We encourage you to help each other learn the material by discussing the work before you do each assignment. Explaining the meaning of a question or offering advice on what a compiler error message means are interactions that we encourage. On the other hand, you should never have another student's solution or code in your possession, either electronically or on paper. We call this the No Code Rule. If you are not sure whether a particular interaction is appropriate, talk to your TA or the instructor.

If you receive a significant idea from someone in the class, explicitly acknowledge that person in your solution. Not only is this a good scholarly conduct, it also protects you from accusations of theft of your colleagues' ideas. You never lose anything by giving credit generously. (Unless it's credit for writing your code for you.)

Presenting another person's work as your own constitutes cheating, whether that person is a friend, an unknown student in this or another class, or an anonymous programmer on the web who happens to have solved the problem you've been asked to solve. Everything you turn in must be your own doing, and it is your responsibility to make it clear to the graders that it really is your own work. The following activities are specifically forbidden in all graded course work:

You will do some of the projects in teams of two or three students. Any assignment that is not designated as a team assignment must be done individually. On team assignments, you share everything with your teammates, but the rules for individuals given above apply to teams. You may not work with another team or share solutions between teams. Each individual in a team is responsible for the entire project, which means that you will be held responsible if your partner uses another team's solution to produce part of your team's solution. Once you've begun coding a project, you may not change the size of your team or exchange partners without our permission. If your team has irreconcilable conflicts after beginning a project, you must speak to me before breaking up or reforming your team. Only one of the new teams (at most) will be allowed to keep the code developed thus far.

Cheating will be policed by advanced cheating-detection software. If you share code with another team, you will be caught, even if you take steps to hide your cheating.

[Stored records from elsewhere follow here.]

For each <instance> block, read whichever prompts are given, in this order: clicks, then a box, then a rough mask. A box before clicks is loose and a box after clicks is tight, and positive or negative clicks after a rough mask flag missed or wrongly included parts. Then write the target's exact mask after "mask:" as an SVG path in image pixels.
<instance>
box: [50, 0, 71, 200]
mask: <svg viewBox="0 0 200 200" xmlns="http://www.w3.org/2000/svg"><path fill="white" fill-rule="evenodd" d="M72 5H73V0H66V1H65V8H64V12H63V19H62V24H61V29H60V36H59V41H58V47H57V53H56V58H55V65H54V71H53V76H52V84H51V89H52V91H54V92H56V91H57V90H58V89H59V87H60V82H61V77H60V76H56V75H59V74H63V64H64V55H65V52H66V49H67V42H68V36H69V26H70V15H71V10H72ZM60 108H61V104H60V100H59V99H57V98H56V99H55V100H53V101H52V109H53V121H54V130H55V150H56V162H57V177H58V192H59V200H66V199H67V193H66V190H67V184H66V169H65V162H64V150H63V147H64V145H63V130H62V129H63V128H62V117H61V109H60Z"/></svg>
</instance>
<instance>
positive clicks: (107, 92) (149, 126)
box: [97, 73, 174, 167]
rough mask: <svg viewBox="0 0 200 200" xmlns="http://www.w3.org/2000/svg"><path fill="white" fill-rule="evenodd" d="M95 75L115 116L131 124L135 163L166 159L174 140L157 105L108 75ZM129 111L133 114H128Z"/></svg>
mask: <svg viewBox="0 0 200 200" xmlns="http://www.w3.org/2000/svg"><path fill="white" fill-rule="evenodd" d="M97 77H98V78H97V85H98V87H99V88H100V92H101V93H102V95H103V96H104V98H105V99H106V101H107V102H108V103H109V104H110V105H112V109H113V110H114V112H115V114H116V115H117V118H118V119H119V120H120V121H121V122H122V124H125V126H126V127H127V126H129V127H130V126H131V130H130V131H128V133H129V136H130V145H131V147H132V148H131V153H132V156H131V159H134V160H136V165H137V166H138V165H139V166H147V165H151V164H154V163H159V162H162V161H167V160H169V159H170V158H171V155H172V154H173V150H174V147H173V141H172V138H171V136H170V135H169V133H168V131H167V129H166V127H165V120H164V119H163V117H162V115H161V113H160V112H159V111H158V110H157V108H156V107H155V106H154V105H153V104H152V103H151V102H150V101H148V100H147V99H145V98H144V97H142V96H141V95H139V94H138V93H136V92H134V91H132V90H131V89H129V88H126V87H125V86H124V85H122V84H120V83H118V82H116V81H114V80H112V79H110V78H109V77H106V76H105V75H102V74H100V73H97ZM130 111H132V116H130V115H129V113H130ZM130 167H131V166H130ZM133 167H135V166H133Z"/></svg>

In my experience, nobody begins the semester with the intention of cheating. Students who cheat do so because they fall behind gradually and then panic. Some students get into this situation because they are afraid of an unpleasant conversation with a professor if they admit to not understanding something. I would much rather deal with your misunderstanding early than deal with its consequences later. Even if you are convinced that you are the only person in the class that doesn't understand the material, and that it is entirely your fault for having fallen behind, please overcome your feeling of guilt and ask for help as soon as you need it. Remember that the other students in the class are working under similar constraints—they are taking multiple classes and are often holding down outside employment.